Ma démarche est un peu différente de celle d’un artiste qui serait uniquement metteur en scène dans le sens où, pour moi, tout commence avec l’écriture. C’est l’écriture qui déclenche une pièce, et c’est encore à partir du langage que mes personnages emploient que s’esquisse la mise en scène. Actuellement, je vois bon nombre de pièces mises en scène comme des témoignages, des récits vécus, dont le plateau de théâtre permet la catharsis. Pour ma part, j’ai besoin de faire exister une fiction dont le but n’est pas de délivrer un message quelconque. En d’autres termes, il n’y a pas grand-chose de didactique ou de pédagogique dans ma démarche. Je crois follement au pouvoir de la fiction pour raconter le monde. Mon désir de metteur en scène est d’essayer de mettre la vie sur scène et de créer des chocs d’émotion. Ma démarche est centrée sur les comédiens et comédiennes. Ils sont, à mes yeux, les passeurs et les vrais pôles d’attraction de mes mises en scène.
« Marcus et les siens » est-il le spectacle qui nous en apprend le plus sur vous en tant qu’artiste ou même en tant que personne tout simplement ?
Marcus et les siens est un spectacle très important dans mon parcours, car il est presque une synthèse du fond et de la forme recherchés dans mes pièces précédentes. Donc en tant qu’artiste, je dirais que oui. En tant que personne, je ne sais pas… Peut-être.
« Marcus et les siens » de Charif Ghattas, les 23, 24, 25 et 26 mai, au théâtre Monnot, à 20h30. Billets en vente sur Antoine Ticketing.

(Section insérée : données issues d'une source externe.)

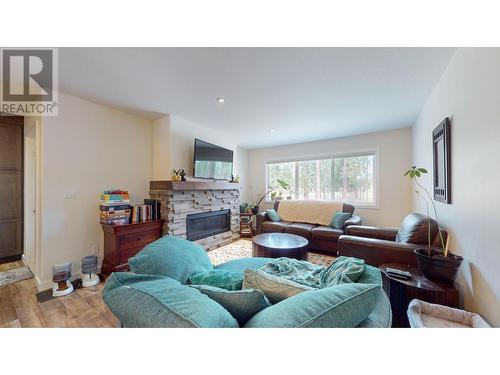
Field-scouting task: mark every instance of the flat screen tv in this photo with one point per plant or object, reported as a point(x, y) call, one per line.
point(211, 161)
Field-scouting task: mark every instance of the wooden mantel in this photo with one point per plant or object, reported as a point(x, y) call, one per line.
point(193, 185)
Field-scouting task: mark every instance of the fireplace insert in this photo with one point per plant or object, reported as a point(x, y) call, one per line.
point(207, 224)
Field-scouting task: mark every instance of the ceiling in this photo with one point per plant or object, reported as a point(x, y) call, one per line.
point(273, 96)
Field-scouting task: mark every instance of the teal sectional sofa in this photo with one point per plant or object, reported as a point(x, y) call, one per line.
point(159, 293)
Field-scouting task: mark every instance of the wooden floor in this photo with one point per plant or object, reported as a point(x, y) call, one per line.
point(84, 308)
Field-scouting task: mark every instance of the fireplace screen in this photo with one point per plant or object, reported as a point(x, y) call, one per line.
point(207, 224)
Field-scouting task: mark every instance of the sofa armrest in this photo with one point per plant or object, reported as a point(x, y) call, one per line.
point(380, 233)
point(353, 220)
point(261, 217)
point(376, 252)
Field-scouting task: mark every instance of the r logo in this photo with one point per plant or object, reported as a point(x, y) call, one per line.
point(29, 81)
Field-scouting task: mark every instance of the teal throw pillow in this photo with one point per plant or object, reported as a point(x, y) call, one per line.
point(274, 287)
point(273, 215)
point(219, 278)
point(148, 301)
point(171, 256)
point(340, 306)
point(339, 219)
point(342, 270)
point(241, 304)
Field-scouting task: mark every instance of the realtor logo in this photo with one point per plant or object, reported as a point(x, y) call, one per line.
point(28, 81)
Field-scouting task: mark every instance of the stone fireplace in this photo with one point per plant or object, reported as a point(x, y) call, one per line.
point(204, 212)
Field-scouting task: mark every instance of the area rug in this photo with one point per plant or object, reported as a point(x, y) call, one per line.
point(243, 249)
point(14, 275)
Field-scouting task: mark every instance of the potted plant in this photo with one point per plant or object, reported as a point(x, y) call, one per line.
point(436, 264)
point(260, 197)
point(177, 175)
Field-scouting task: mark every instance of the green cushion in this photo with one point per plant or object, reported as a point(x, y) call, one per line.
point(218, 278)
point(273, 215)
point(371, 275)
point(345, 305)
point(240, 265)
point(343, 270)
point(241, 304)
point(381, 316)
point(156, 301)
point(171, 256)
point(339, 219)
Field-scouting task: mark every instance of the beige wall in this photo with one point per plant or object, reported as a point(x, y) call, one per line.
point(393, 150)
point(85, 149)
point(469, 93)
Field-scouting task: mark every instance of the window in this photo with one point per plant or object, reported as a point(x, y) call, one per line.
point(349, 179)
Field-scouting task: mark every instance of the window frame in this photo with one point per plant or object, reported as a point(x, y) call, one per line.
point(369, 152)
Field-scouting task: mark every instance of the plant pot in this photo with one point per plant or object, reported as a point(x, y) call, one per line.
point(436, 267)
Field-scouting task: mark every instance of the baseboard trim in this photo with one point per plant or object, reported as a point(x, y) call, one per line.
point(44, 285)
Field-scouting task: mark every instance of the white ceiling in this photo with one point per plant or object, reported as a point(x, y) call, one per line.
point(305, 94)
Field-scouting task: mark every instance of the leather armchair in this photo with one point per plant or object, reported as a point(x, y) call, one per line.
point(379, 245)
point(321, 238)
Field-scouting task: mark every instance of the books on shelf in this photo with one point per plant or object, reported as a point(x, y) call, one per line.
point(155, 208)
point(114, 206)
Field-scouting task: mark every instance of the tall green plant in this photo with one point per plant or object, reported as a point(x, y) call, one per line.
point(415, 174)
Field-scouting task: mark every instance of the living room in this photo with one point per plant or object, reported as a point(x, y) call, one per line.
point(344, 186)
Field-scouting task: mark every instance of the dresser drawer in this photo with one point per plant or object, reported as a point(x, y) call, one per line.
point(125, 255)
point(137, 240)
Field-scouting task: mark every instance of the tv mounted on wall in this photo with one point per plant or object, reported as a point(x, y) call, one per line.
point(211, 161)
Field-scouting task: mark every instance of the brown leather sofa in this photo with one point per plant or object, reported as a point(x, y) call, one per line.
point(321, 238)
point(378, 245)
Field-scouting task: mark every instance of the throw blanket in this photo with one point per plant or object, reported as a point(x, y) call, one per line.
point(305, 211)
point(342, 270)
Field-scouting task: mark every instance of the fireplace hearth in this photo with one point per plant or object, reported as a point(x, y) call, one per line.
point(207, 224)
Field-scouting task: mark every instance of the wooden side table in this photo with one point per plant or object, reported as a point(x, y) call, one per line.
point(401, 292)
point(246, 229)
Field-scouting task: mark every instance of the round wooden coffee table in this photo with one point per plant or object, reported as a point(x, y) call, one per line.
point(275, 245)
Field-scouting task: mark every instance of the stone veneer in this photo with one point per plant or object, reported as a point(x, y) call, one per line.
point(177, 203)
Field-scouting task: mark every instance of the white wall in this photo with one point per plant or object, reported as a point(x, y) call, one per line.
point(393, 155)
point(241, 170)
point(30, 141)
point(469, 93)
point(87, 148)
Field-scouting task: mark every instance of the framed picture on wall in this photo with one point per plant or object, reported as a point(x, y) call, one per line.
point(442, 161)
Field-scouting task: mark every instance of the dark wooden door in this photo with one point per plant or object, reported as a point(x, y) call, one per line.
point(11, 187)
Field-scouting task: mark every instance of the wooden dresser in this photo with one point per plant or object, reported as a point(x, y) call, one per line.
point(122, 242)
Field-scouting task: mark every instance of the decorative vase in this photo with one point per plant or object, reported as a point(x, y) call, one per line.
point(436, 267)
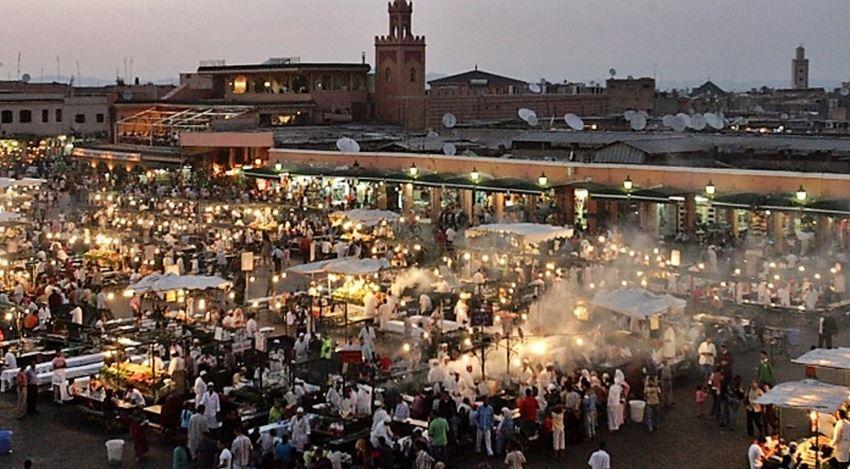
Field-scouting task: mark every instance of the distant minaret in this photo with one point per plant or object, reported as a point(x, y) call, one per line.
point(800, 70)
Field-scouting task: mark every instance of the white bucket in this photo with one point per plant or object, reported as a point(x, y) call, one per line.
point(115, 451)
point(636, 409)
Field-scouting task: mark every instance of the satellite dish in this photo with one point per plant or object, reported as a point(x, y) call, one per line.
point(698, 122)
point(347, 145)
point(678, 124)
point(638, 122)
point(449, 120)
point(529, 116)
point(574, 121)
point(715, 121)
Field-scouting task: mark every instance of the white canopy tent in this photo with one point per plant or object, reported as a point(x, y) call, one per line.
point(531, 233)
point(637, 303)
point(167, 282)
point(342, 266)
point(838, 358)
point(367, 217)
point(808, 394)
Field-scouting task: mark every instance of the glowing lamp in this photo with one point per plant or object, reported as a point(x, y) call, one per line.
point(710, 188)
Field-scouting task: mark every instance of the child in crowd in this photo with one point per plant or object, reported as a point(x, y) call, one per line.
point(700, 397)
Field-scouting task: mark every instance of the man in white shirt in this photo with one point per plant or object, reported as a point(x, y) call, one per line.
point(241, 449)
point(841, 439)
point(225, 459)
point(707, 353)
point(600, 459)
point(9, 360)
point(755, 454)
point(77, 316)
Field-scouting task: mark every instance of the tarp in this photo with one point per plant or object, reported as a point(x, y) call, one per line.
point(367, 217)
point(167, 282)
point(532, 233)
point(806, 394)
point(838, 358)
point(342, 266)
point(636, 302)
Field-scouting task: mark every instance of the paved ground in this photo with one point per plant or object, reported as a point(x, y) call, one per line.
point(55, 439)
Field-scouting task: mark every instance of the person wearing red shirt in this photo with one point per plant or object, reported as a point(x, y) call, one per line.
point(528, 407)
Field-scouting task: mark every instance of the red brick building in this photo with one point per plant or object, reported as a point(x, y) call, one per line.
point(400, 70)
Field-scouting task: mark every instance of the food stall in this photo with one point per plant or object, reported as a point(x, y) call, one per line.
point(820, 400)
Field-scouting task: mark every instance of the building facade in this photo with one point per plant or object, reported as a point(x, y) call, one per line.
point(800, 70)
point(400, 70)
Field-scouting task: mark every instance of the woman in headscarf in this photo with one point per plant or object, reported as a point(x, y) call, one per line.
point(505, 430)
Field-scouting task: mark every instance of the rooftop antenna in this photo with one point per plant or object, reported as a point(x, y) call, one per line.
point(574, 122)
point(449, 120)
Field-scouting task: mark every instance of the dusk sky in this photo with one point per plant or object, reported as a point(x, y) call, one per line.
point(675, 40)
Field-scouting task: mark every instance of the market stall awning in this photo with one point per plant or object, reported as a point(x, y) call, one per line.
point(168, 282)
point(806, 394)
point(342, 266)
point(367, 217)
point(10, 217)
point(532, 233)
point(636, 302)
point(838, 358)
point(23, 182)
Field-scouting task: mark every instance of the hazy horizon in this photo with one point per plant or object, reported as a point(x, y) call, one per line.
point(674, 40)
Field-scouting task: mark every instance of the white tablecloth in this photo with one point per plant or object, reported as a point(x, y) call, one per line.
point(7, 377)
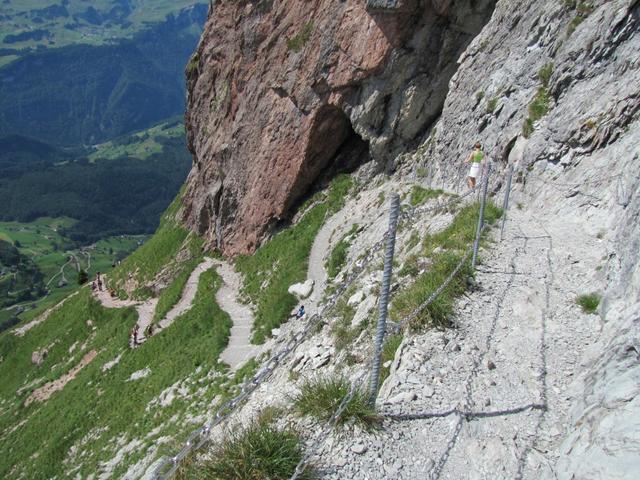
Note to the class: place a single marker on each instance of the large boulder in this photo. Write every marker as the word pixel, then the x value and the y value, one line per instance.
pixel 302 290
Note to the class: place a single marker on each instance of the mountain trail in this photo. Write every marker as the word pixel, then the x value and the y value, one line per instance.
pixel 147 308
pixel 456 401
pixel 239 349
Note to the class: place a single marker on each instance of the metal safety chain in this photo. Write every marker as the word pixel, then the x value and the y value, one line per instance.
pixel 399 326
pixel 169 465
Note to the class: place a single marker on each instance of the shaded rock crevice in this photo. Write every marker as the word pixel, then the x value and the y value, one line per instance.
pixel 275 89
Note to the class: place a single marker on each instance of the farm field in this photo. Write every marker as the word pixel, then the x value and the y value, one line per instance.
pixel 59 259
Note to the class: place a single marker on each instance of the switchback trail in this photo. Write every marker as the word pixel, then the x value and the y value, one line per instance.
pixel 146 309
pixel 239 348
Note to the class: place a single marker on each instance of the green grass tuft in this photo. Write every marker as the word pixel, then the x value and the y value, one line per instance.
pixel 391 345
pixel 338 256
pixel 259 451
pixel 445 248
pixel 589 302
pixel 172 294
pixel 158 252
pixel 283 261
pixel 320 397
pixel 420 195
pixel 492 103
pixel 538 108
pixel 545 74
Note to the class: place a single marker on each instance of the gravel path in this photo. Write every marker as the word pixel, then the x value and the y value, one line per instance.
pixel 146 309
pixel 456 404
pixel 239 349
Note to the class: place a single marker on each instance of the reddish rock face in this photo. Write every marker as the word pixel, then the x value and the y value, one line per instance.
pixel 277 87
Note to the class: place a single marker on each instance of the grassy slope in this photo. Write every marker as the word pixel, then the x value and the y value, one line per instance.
pixel 283 261
pixel 145 11
pixel 97 399
pixel 140 145
pixel 42 241
pixel 445 249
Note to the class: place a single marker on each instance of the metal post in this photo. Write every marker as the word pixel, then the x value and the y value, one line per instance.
pixel 384 298
pixel 480 183
pixel 505 204
pixel 483 199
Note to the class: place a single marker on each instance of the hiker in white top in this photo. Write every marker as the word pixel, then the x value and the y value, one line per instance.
pixel 476 159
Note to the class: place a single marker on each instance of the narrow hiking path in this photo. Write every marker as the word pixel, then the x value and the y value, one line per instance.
pixel 356 211
pixel 488 399
pixel 146 309
pixel 239 349
pixel 188 293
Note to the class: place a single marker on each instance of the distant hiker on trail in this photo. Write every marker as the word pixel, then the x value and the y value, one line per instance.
pixel 134 334
pixel 148 332
pixel 476 159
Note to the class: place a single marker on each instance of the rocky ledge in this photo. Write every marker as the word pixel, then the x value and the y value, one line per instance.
pixel 283 92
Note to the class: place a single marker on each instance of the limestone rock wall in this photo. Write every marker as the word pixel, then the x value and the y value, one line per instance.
pixel 276 89
pixel 591 125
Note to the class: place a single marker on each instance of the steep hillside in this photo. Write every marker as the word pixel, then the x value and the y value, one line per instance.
pixel 42 24
pixel 305 120
pixel 86 94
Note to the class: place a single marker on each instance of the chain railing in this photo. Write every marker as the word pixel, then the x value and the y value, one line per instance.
pixel 403 323
pixel 169 465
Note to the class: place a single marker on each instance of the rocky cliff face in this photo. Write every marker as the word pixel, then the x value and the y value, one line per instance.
pixel 280 92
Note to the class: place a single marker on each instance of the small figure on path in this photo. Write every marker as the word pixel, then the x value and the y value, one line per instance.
pixel 134 334
pixel 148 332
pixel 475 158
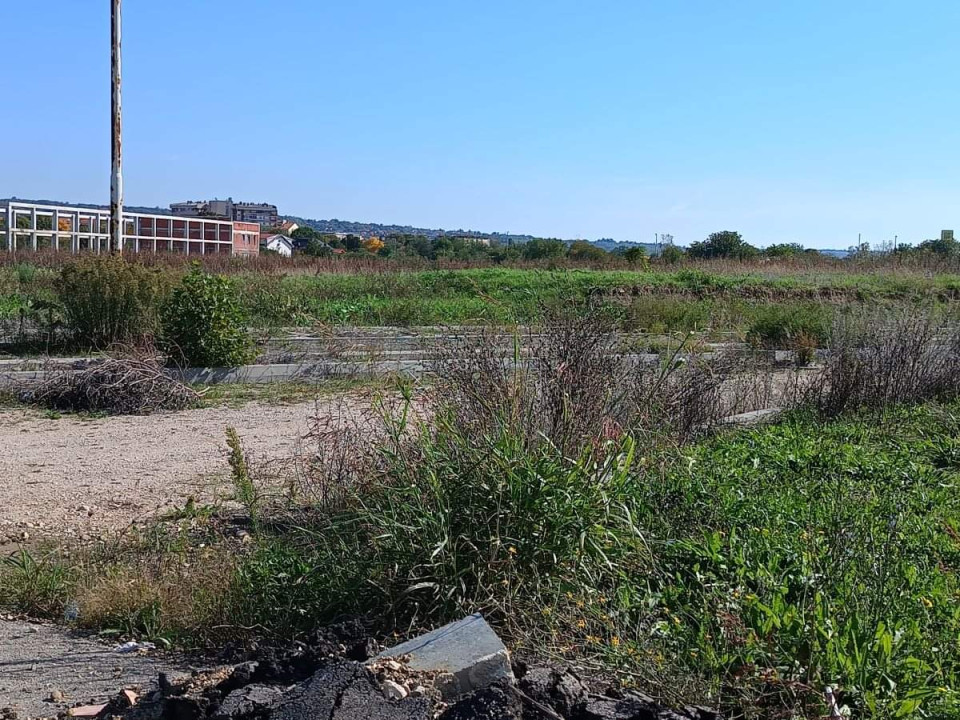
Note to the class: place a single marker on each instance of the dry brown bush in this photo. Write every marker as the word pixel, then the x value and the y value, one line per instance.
pixel 132 382
pixel 880 358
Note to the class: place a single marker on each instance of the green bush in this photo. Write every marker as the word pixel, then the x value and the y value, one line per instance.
pixel 108 300
pixel 204 324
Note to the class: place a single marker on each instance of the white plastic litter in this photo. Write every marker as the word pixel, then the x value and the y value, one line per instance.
pixel 134 646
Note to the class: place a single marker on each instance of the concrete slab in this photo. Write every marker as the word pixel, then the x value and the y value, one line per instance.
pixel 468 650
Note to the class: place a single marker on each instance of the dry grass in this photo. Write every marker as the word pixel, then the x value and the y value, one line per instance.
pixel 132 382
pixel 879 359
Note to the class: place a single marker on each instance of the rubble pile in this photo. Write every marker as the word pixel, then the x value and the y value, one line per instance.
pixel 454 673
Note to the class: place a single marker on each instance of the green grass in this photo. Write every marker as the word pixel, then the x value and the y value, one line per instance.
pixel 757 567
pixel 748 571
pixel 685 299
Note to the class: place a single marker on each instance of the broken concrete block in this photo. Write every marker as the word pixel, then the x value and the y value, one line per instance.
pixel 468 651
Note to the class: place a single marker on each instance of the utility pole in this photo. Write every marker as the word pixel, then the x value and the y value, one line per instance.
pixel 116 132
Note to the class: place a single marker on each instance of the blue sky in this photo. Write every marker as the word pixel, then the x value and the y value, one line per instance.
pixel 788 121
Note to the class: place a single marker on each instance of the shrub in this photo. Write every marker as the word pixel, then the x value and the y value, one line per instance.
pixel 204 323
pixel 107 299
pixel 879 359
pixel 131 385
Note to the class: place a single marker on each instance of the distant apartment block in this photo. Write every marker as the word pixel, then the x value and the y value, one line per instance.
pixel 262 213
pixel 31 227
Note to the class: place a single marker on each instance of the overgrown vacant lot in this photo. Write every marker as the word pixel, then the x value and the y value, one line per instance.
pixel 749 570
pixel 720 296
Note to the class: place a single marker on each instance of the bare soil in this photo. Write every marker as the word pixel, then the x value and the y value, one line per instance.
pixel 45 669
pixel 74 477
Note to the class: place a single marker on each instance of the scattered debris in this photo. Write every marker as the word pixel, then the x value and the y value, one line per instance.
pixel 393 690
pixel 465 655
pixel 86 711
pixel 316 678
pixel 134 646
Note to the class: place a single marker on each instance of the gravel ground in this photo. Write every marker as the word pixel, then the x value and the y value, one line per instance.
pixel 73 477
pixel 39 660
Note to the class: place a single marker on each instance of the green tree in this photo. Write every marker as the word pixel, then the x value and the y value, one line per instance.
pixel 543 249
pixel 585 251
pixel 946 246
pixel 780 250
pixel 723 244
pixel 636 255
pixel 671 254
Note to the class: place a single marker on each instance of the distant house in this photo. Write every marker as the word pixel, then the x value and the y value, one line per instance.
pixel 279 244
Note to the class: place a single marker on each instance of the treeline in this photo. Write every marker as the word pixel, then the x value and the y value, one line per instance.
pixel 314 243
pixel 725 245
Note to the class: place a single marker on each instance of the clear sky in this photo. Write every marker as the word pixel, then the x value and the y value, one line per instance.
pixel 803 121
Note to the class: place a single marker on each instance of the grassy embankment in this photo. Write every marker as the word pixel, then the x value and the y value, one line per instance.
pixel 774 306
pixel 751 569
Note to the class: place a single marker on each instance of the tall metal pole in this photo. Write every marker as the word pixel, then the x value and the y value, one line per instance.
pixel 116 131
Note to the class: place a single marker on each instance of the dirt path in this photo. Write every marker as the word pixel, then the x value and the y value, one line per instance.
pixel 80 478
pixel 39 664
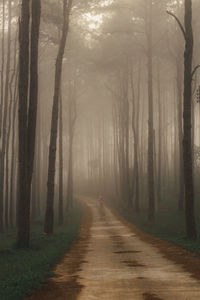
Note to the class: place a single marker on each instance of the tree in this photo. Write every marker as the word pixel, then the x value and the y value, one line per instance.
pixel 187 120
pixel 27 113
pixel 151 191
pixel 49 215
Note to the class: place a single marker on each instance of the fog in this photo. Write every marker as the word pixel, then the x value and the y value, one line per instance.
pixel 99 100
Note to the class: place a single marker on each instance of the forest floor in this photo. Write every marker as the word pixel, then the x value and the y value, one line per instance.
pixel 22 271
pixel 113 260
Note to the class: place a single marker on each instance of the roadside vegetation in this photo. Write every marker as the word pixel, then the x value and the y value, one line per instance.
pixel 24 270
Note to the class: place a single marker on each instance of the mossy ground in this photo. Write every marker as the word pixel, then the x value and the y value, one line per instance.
pixel 169 225
pixel 22 271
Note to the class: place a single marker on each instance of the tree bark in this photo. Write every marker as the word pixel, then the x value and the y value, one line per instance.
pixel 23 209
pixel 151 191
pixel 49 215
pixel 187 123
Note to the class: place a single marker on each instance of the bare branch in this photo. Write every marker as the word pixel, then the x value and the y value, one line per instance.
pixel 178 21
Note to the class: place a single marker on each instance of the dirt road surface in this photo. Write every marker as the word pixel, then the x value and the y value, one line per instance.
pixel 110 261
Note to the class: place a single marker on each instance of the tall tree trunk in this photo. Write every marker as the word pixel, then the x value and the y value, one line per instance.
pixel 2 70
pixel 60 204
pixel 49 216
pixel 187 122
pixel 151 191
pixel 180 134
pixel 33 90
pixel 23 208
pixel 159 135
pixel 72 121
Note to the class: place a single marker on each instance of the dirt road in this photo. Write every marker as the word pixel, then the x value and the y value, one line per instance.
pixel 114 263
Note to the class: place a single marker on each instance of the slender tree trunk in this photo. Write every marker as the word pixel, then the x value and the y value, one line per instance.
pixel 180 134
pixel 2 71
pixel 151 191
pixel 60 205
pixel 23 208
pixel 187 123
pixel 49 216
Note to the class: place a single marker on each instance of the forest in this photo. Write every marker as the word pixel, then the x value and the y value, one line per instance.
pixel 99 149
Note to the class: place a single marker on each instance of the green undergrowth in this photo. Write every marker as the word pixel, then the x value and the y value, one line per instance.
pixel 22 271
pixel 169 225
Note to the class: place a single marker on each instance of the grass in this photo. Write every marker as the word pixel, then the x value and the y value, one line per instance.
pixel 169 225
pixel 22 271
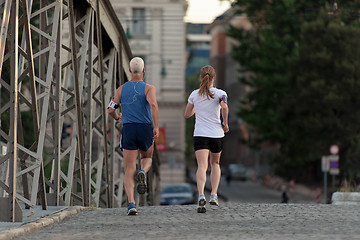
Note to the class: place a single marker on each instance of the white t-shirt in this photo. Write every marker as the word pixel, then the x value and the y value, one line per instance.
pixel 207 113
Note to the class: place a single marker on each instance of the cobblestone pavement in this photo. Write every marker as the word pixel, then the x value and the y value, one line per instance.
pixel 228 221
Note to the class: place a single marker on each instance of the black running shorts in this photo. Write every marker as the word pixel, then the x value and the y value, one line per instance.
pixel 215 145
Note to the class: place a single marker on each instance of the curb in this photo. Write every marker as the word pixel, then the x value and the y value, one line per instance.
pixel 40 223
pixel 346 198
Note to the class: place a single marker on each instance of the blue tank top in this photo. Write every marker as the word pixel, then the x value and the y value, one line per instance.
pixel 135 108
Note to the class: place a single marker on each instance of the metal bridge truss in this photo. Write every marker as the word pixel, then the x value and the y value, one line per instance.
pixel 61 60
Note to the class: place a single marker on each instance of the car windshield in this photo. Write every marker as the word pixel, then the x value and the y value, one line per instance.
pixel 176 189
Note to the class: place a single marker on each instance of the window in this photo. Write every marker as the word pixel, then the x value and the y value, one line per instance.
pixel 138 21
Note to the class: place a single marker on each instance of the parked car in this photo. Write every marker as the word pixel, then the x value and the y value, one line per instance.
pixel 178 194
pixel 237 171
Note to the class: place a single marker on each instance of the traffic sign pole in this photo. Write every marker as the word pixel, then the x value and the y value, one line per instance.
pixel 325 187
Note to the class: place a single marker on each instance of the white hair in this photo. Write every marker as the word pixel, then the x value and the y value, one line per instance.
pixel 137 65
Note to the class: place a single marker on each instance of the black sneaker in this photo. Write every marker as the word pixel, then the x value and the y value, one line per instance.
pixel 142 187
pixel 132 209
pixel 202 202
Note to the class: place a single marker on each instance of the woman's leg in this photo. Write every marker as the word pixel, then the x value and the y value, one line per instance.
pixel 202 161
pixel 215 171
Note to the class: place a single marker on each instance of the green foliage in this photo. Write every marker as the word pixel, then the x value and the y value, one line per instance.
pixel 192 83
pixel 320 107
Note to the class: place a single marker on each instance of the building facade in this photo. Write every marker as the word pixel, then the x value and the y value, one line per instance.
pixel 156 32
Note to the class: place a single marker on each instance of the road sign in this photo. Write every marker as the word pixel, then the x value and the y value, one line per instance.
pixel 325 164
pixel 330 164
pixel 334 149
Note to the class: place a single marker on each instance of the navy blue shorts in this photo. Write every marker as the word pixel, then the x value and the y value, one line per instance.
pixel 136 136
pixel 215 145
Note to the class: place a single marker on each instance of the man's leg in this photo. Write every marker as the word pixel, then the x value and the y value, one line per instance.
pixel 146 159
pixel 130 169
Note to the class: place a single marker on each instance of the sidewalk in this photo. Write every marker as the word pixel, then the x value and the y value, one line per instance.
pixel 230 220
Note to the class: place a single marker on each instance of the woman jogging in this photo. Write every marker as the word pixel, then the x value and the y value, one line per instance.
pixel 206 103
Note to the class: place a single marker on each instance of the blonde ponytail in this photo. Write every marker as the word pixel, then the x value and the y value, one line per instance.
pixel 207 74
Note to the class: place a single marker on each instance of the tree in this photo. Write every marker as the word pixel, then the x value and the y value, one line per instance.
pixel 321 106
pixel 268 53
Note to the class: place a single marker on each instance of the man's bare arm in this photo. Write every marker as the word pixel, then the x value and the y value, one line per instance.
pixel 151 98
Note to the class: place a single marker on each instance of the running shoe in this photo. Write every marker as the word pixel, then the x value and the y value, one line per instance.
pixel 142 187
pixel 132 209
pixel 202 202
pixel 214 200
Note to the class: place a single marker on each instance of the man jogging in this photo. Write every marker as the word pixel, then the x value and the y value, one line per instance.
pixel 139 113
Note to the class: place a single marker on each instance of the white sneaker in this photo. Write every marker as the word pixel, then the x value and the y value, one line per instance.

« Marcus et les siens » : synopsis et fiche technique
À la demande de Marcus, metteur en scène et directeur de théâtre, une troupe de comédiens se réunit pour la première fois depuis la perte de leur amie la plus chère. Cette tragédie a fait voler en éclats leur famille artistique. La révélation imminente de Marcus pourrait définitivement rompre leur amitié…
Auteur et metteur en scène : Charif Ghattas. Acteurs : Mélissa Broutin, Augustin de Monts, Charif Ghattas, Quentin Paulhiac, Aurélien Rondeau et Anne Werner.